(Reuters) – Barcode scanner maker Zebra Technologies projected a smaller-than-expected drop in first-quarter net sales on Thursday, a sign of stabilizing demand for its products as customers continue to clear existing inventory.
Shares of the company rose more than 10% in morning trade.
Zebra, which counts U.S. Postal Service and Walgreens Boots Alliance as its customers, saw improvement in orders as businesses ramp up their digitization efforts.
“Entering 2024, distributor inventories are aligned with the current demand environment. Although we are seeing some improvement in order activity, we are not yet seeing signs of a broad market recovery,” CEO Bill Burns said in a statement.

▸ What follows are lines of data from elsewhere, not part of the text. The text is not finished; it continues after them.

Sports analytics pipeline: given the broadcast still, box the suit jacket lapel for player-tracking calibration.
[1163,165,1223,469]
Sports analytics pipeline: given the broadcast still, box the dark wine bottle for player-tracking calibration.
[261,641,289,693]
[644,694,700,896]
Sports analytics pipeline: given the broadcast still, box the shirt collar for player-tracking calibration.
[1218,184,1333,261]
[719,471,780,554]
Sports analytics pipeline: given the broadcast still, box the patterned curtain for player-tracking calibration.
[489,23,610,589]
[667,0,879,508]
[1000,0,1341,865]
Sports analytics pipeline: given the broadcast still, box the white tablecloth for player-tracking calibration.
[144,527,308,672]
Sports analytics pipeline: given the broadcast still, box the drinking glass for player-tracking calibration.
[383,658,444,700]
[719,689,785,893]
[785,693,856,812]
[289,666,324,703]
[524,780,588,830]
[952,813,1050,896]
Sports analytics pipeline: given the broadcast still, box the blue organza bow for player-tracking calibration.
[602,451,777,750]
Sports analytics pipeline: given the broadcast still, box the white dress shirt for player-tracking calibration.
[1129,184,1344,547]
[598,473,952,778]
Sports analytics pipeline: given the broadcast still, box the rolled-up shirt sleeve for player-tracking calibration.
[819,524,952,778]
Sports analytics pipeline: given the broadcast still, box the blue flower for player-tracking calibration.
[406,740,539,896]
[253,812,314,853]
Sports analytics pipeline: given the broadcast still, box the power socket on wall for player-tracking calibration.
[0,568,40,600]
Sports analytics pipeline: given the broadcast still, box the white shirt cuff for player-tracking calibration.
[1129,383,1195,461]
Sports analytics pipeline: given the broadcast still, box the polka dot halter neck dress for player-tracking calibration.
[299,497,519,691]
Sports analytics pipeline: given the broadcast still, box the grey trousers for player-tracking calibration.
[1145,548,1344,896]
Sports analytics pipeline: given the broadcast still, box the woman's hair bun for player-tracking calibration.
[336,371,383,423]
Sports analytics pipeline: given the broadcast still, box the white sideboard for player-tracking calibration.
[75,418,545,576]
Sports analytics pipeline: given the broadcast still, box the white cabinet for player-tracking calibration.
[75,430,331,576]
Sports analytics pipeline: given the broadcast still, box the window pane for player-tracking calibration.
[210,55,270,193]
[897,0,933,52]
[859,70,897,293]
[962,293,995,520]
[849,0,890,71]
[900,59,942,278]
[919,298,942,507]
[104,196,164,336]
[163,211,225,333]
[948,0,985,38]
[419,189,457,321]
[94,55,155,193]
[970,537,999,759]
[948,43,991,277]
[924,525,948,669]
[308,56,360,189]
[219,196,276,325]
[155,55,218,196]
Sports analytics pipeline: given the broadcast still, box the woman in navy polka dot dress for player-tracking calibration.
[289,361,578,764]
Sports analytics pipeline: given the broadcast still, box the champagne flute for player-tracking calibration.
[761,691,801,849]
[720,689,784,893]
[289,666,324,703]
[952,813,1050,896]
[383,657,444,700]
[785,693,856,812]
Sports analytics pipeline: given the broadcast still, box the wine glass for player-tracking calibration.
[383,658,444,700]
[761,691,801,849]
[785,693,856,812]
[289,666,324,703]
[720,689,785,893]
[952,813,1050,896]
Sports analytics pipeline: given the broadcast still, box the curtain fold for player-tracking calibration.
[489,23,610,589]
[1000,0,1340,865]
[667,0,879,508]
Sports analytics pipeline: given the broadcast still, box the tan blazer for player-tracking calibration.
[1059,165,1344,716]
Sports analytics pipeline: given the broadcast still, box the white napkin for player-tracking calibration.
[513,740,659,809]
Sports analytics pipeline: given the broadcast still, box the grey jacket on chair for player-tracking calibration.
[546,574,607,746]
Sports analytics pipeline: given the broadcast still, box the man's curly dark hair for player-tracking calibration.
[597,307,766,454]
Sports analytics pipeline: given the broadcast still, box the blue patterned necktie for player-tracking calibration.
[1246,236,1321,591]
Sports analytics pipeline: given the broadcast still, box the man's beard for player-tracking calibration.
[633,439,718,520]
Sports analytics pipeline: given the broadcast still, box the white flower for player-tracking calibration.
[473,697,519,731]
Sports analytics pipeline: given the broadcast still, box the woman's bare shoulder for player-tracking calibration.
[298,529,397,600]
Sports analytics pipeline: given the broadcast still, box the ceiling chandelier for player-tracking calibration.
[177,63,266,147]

The company expects total charges related to its cost-cutting measures to be about $130 million, up from the previously estimated $105 million, and anticipates completing it by mid-2024.
Zebra expects first-quarter net sales to decline between 17% and 20% from a year earlier, compared with estimates of a decline of about 24%, according to LSEG data.
The maker of handheld computers expects 2024 net sales to be in the range between of 1% decline and 3% growth compared with 2023.
Zebra posted fourth-quarter net sales of $1.01 billion, beating analysts’ average estimate of $999.4 million.
Excluding items, its earnings slumped 64% from a year earlier to $1.71 per share, but exceeded the estimate of $1.66 per share.
Rival Honeywell International forecast a weak first quarter after falling short of sales estimates for the fourth quarter earlier this month.